On the accuracy front, I experimented with using an sqlite backend, and improving the scoring function. With the user's keyboard-layout in hand, we can assign an accurate 'minimum swipe length' to each word. At run-time, we take the length of the swipe and say "WHERE score <= $swipeLen AND score > $((($swipeLen * 9 / 10) - 3))" to allow for some degree of imperfection.

This may be some day implemented into the C version, but it's not the perfect cure for accuracy, it only reduces the posible choices.

N-grams won't be the silver-bullet either: Often the same swipe could mean multiple words, even in the same context. (e.g. "I want *three* donuts" vs "I want *the* donuts"). For this, another tool can be used.


suggPicker


When I first got swipe-typing to work, I let my dad try it out.

> It got about 20% of the words right.

Knowing its limitations, I used it considerably differently than him. When something would go wrong, I'd delete it and type manually. Maybe too much dogfooding was blinding me to more conventional solutions? Eh, I won't tell anyone to use an iPhone.


suggPicker is a new program, developed off of wvkbd, which can be used much like bemenu: it takes stdin of choices, and outputs the choice. As a user interface, it's persistent, floating above the keyboard, and can change options in real-time, taking tab-separated input. I'm actually using it to type most of the words in this post.

Here's a shot of this post being written.

Currently, the pipeline looks like this:

wvkbd-mobintl -H 170 -O 2>/dev/null| swipeGuess ~/words.txt 5 2>/dev/null |suggpicker |completelyTypeWord.sh

In sitting between the existing pipeline, it slows down composition, but gives a chance for higher accuracy. I've switched to a longer word-list and not even noticed a difference in accuracy.


It could be used in other ways too. by taking input from a named pipe, we could instead

Use it to change already-typed words.

Use it to complete compound words, or predict the next word.

Use it as a generic toolbar for other apps.

Some combination of all of these ideas.


I'm sure you can see the possibilities, none of which require learning a new API or using a programming language that you hate. Building in this ecosystem is fun!


SXMO


SXMO got a new 1.7 release early this month, and they published the shortlog of committers. I guess I'm one of the top 7 contributors (by commits to sxmo-utils) for that release. Amazing what one can do with unlimited free time!

Stuff still gets frequently broken by the ever-changing code-base, but for the most part, it's getting better and better.

> The next release will be painfull for users

I'm currently working on support for system-installed appscripts, and sometimes some more boring stability things. Fish shell support hit a bump, and now I think building a 'friendly, interactive POSIX shell' would be better for all.


Mobile Linux Priorities

I worked on zachme-prototype, a proof of concept for acme-like plumbing on a touchscreen device. While it works for gemini-browsing, email-reading, and as a command prompt replacement, it's not very usable or friendly.

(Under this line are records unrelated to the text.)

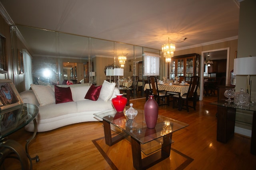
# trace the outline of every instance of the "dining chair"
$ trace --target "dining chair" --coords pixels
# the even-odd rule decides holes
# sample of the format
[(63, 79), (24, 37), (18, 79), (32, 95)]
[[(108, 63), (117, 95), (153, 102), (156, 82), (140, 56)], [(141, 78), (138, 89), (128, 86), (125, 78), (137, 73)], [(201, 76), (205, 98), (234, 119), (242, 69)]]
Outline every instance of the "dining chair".
[(180, 76), (179, 77), (179, 83), (181, 83), (181, 82), (182, 81), (186, 81), (186, 78), (187, 77), (184, 76)]
[[(190, 82), (189, 84), (189, 88), (188, 92), (183, 94), (182, 96), (179, 95), (173, 96), (173, 102), (175, 102), (175, 100), (178, 101), (179, 110), (181, 110), (182, 108), (186, 109), (188, 112), (189, 111), (189, 107), (194, 108), (196, 110), (196, 101), (197, 100), (197, 89), (199, 83), (199, 77), (198, 76), (193, 76), (191, 77)], [(188, 105), (189, 101), (193, 102), (193, 106)], [(184, 105), (186, 106), (186, 108), (183, 107)]]
[(132, 84), (129, 87), (131, 88), (131, 94), (134, 94), (137, 96), (137, 88), (138, 87), (138, 83), (139, 82), (139, 76), (134, 76), (132, 77)]
[[(148, 77), (150, 94), (154, 95), (155, 99), (156, 99), (156, 102), (158, 104), (158, 106), (170, 106), (170, 94), (168, 94), (166, 90), (158, 90), (157, 84), (158, 77), (155, 76), (149, 76)], [(160, 98), (164, 100), (164, 104), (160, 104)]]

Maybe a suggPicker menu-like setup (similar to mil's fbp project) would be a good way to go, or maybe our hope is in the app-ecosystem getting better.

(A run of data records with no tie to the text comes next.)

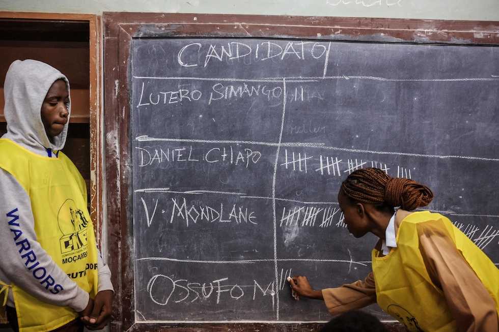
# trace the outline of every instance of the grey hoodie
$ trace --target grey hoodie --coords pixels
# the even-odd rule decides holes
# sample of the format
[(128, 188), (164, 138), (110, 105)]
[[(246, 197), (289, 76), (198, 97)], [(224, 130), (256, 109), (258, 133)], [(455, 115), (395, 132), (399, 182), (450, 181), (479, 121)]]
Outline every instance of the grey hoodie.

I'm probably gonna work on a low-priority project to scratch a personal itch, while ignoring the larger things.


I set up alpine linux (in sys mode) on a spare raspberry pi. It was kind of a pain... Alpine on Linode was way easier. The first snag was WiFi related: getting internet connected and the DNS server configured. Someone on IRC suggested one of the setup- scripts was broken (and that that was known), so I ended up learning more than I expected.

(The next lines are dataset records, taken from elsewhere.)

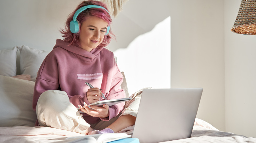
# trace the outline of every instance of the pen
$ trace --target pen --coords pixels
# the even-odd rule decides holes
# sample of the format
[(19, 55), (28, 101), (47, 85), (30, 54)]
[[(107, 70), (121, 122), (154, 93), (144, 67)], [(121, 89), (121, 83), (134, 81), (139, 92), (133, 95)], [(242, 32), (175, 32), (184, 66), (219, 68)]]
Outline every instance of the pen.
[[(90, 87), (90, 88), (94, 88), (92, 86), (92, 85), (91, 85), (91, 84), (89, 84), (89, 83), (86, 82), (85, 82), (85, 84), (88, 86), (88, 87)], [(105, 100), (107, 100), (107, 98), (105, 97), (105, 96), (104, 95), (104, 94), (103, 94), (103, 93), (102, 93), (102, 95), (100, 95)]]

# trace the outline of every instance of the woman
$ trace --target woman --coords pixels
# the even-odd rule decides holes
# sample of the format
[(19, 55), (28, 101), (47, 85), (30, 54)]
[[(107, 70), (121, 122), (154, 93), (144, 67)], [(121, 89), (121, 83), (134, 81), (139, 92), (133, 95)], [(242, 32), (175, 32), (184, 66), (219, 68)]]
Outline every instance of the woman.
[[(111, 22), (105, 5), (92, 0), (82, 2), (70, 15), (61, 31), (63, 40), (57, 40), (38, 71), (33, 100), (36, 125), (87, 134), (123, 109), (124, 103), (110, 107), (87, 106), (103, 100), (101, 95), (108, 100), (125, 97), (120, 88), (123, 77), (113, 53), (104, 48), (112, 38)], [(124, 115), (94, 134), (116, 132), (135, 121), (134, 116)]]

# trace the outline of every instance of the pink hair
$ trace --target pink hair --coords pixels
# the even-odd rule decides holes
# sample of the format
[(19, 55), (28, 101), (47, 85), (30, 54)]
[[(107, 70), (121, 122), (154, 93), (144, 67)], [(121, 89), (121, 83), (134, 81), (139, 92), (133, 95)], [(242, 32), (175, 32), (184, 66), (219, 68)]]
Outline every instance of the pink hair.
[[(89, 5), (100, 6), (108, 10), (106, 5), (100, 2), (89, 0), (82, 2), (77, 6), (75, 10), (69, 15), (65, 24), (64, 29), (62, 29), (60, 31), (60, 32), (63, 34), (62, 37), (63, 38), (64, 41), (70, 43), (71, 45), (80, 47), (79, 36), (80, 34), (80, 29), (81, 29), (81, 24), (86, 20), (88, 17), (90, 16), (96, 16), (103, 19), (108, 23), (108, 25), (109, 25), (111, 24), (112, 22), (112, 19), (111, 18), (109, 14), (105, 10), (99, 8), (90, 8), (82, 11), (78, 15), (76, 18), (76, 20), (78, 20), (80, 23), (80, 27), (79, 27), (79, 30), (78, 32), (76, 34), (73, 34), (71, 33), (69, 28), (69, 24), (71, 21), (73, 20), (73, 17), (74, 16), (75, 13), (79, 8)], [(109, 44), (111, 39), (112, 38), (112, 37), (110, 35), (110, 34), (115, 36), (111, 30), (110, 30), (108, 34), (104, 36), (103, 40), (101, 43), (97, 47), (105, 47)]]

I want to use that box as a specialized web search server (with a gemini-frontend). Since I want to search gemini documents, I wrote some functionality for gmnisrv to proxy https content. After I got it working, I discovered by use of other client software that the SNI and cert should be using the *proxy-server's* domain (not the domains of the sites being proxied). That was kind of an 'oh duh' moment, but I didn't find any documentation about that.

Maybe I'll pick that project back up another day.


au revoire


Well, there's always more incomplete and experimental projects I could write about, but this is already my longest post here.